Réformer les lois des réfugiés
Le statut légal des réfugiés a été défini par deux traités internationaux: la convention de 1951, à propos du statut des réfugiés, et son Protocole de 1967, qui définit les droits et les devoirs des réfugiés. Au 1er mai 1995, 128 pays étaient signataires d’un de ces instruments ou des deux. Un autre instrument légal important est la Convention qui gouverne les aspects spécifiques du problème des réfugiés en Afrique, adoptée par l’Organisation de l’unité africaine (OUA) en 1969, à laquelle 41 Etats avaient souscrit au 1er mai 1995.

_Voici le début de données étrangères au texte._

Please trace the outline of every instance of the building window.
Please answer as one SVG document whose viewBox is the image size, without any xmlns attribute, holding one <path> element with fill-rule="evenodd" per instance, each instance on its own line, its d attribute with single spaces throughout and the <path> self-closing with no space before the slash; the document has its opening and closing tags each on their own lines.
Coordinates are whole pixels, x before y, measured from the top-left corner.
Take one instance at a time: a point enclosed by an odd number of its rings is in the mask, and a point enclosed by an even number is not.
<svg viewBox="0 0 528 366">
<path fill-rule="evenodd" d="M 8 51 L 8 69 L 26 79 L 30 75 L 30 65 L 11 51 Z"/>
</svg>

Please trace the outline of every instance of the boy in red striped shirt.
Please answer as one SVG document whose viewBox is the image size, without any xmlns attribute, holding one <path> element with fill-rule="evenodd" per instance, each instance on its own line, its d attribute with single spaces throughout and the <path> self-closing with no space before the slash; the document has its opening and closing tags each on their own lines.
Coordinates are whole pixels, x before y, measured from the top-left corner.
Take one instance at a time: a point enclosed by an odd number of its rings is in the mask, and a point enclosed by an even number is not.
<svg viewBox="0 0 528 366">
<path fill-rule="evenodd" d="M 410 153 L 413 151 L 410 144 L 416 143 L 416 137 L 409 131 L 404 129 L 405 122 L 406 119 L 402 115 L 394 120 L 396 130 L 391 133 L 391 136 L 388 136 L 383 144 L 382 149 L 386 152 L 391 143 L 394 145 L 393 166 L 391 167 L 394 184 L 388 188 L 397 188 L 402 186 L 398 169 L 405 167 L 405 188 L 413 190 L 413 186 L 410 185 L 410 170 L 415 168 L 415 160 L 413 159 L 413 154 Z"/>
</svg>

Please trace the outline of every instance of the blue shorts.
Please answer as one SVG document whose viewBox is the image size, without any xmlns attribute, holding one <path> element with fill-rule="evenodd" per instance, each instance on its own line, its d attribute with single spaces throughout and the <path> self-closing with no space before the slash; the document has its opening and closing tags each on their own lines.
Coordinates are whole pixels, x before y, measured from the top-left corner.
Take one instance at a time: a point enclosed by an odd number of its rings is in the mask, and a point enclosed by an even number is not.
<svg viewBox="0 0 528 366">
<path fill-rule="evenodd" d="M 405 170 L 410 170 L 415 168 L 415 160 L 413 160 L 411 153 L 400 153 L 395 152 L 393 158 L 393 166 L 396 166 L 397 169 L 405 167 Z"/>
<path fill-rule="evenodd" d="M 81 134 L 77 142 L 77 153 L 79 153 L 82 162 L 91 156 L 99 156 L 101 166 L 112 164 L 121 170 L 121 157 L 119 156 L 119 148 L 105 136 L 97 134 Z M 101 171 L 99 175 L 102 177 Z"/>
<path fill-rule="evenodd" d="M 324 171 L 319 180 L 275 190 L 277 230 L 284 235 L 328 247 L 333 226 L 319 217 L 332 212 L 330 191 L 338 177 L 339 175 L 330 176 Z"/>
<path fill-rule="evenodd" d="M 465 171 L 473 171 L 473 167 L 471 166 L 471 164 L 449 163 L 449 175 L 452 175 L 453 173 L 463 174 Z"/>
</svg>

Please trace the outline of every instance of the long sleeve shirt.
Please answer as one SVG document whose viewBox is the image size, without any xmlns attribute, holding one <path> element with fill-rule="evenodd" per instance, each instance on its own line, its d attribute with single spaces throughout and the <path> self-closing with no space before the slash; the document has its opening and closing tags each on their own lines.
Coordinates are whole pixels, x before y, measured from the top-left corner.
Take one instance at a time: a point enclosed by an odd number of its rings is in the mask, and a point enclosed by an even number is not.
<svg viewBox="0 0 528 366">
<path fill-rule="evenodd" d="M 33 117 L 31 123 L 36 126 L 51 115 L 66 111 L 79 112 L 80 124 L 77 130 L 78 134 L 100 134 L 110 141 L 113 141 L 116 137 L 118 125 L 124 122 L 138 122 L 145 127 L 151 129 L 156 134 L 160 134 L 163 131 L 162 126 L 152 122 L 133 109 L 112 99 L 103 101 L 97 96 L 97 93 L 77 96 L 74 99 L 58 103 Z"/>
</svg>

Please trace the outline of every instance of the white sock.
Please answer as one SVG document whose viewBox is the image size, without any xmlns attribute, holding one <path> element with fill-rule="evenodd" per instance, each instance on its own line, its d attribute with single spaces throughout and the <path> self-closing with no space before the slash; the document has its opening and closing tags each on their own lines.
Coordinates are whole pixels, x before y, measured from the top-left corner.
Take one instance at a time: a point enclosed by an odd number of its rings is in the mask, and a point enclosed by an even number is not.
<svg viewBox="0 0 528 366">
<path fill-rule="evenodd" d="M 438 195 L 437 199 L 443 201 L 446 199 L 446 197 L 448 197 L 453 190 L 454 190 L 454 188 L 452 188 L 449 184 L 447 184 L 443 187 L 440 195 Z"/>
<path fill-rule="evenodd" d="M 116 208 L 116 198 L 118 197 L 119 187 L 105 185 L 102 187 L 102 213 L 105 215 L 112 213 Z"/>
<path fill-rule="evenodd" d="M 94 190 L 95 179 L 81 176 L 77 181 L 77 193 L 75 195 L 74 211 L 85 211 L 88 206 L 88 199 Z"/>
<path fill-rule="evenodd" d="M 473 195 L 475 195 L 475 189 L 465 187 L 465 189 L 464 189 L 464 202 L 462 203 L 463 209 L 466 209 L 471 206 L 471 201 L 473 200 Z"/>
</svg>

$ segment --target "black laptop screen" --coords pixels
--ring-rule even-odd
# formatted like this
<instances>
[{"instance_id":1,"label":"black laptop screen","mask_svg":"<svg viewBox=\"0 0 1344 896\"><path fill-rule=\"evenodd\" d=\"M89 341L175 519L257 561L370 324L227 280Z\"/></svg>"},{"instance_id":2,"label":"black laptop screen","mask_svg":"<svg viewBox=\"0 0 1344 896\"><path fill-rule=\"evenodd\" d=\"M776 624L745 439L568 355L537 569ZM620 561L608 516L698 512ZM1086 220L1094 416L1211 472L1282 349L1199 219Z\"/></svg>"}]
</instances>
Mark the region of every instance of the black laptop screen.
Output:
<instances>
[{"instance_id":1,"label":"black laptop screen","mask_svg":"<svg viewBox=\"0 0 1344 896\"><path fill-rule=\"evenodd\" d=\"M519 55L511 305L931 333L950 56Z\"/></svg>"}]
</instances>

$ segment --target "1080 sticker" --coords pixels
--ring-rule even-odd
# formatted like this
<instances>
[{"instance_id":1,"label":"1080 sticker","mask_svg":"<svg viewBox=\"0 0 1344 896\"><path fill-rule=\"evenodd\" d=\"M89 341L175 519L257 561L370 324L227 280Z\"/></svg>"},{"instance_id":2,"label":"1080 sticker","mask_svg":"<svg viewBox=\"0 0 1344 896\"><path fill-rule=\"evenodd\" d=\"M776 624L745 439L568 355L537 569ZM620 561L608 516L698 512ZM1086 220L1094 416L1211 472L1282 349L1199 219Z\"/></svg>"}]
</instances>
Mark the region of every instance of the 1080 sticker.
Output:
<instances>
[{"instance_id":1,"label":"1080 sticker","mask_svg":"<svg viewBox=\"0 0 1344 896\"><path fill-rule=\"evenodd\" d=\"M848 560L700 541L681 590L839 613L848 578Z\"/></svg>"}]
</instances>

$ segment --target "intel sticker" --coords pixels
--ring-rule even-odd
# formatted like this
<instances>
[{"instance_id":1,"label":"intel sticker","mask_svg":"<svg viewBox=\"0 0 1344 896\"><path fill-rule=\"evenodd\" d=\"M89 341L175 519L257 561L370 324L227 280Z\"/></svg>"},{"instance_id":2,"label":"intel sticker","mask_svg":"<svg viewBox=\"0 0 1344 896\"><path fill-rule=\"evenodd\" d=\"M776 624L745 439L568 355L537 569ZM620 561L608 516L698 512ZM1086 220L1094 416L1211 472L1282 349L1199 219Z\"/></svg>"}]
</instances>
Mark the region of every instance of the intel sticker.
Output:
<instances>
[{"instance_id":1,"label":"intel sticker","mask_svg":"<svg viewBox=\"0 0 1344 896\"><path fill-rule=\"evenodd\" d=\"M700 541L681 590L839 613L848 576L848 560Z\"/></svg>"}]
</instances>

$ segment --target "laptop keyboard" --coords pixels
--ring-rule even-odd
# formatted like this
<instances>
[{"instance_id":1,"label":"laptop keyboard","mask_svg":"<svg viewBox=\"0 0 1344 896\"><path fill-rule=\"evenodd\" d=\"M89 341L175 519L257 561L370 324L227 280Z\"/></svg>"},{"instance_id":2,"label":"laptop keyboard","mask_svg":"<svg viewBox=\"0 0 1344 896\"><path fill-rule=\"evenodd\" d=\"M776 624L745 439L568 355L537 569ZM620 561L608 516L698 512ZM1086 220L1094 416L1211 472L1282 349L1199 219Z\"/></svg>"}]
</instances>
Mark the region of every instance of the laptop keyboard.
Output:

Cependant, Cheupe trouve qu’il est grand temps de réformer cette loi pour les réfugiés. Il cite la situation au Malawi, où les réfugiés n’ont pas le droit de travailler en dehors des camps, et poursuit: «Même si on nous permet de travailler dans le camp, qui achètera nos produits? Si nous nous rendons en ville pour survivre, nous enfreignons la loi. Il faut absolument changer cette loi. Ceux qui ont un statut de réfugié doivent recevoir une assistance complète. Actuellement, nous sommes toujours traités comme des mendiants».
Y-a-t-il une solution en vue?
Dans l’ensemble, pour le HCR, il y a trois solutions pour les réfugiés africains: le rapatriement, l’implantation dans une nouvelle région et l’intégration dans le pays qui les accueille.
La première, généralement préférée, est le rapatriement dans leur pays d’origine. Plus de 2 millions de rapatriements volontaires ont été enregistrés en 1994, dans le monde entier, surtout en Afrique et en Asie. Le rapatriement vers le Mozambique a été l’opération la plus vaste jamais entreprise par le HCR en Afrique. En avril 1995, 1,6 million de réfugiés mozambicains, venant des 6 pays voisins, étaient de retour chez eux. Pour s’assurer que les réfugiés et les personnes déplacées peuvent rebâtir leurs vies après le retour chez eux, et pour faciliter leur intégration, le HCR travaille de pair avec d’autres agences intermédiaires. Une réintégration réussie exige un programme d’aide immédiate, soutenu par des programmes de développement pour les régions dévastées, afin que les rapatriés puissent gagner leur vie.
L’intégration dans le pays qui les a accueillis, se fait de deux façons. D’abord, les réfugiés sont intégrés dans une colonie agricole dans le pays qui leur a donné l’asile. Ceci, afin que les réfugiés puissent devenir économiquement indépendants le plus vite possible. Ensuite, dès que ce but est atteint, ils peuvent sortir de ce “statut de charité”. Mais ce qui complique les choses au Malawi, c’est que le pays a déjà un problème de propriété terrienne. Quelles chances ont alors les réfugiés de pouvoir cultiver la terre? Comme alternative, les réfugiés n’ont plus qu’à s’installer dans des communautés locales le long des frontières. Mais ce n’est pas la meilleure des solutions.
Michael Owor, chef de liaison du HCR, reconnaît: «Intégrer les réfugiés dans un pays ne se fait pas du jour au lendemain. Mais ce sont des êtres humains déplacés d’un autre pays; il faut leur donner toutes les opportunités pour mener une vie normale».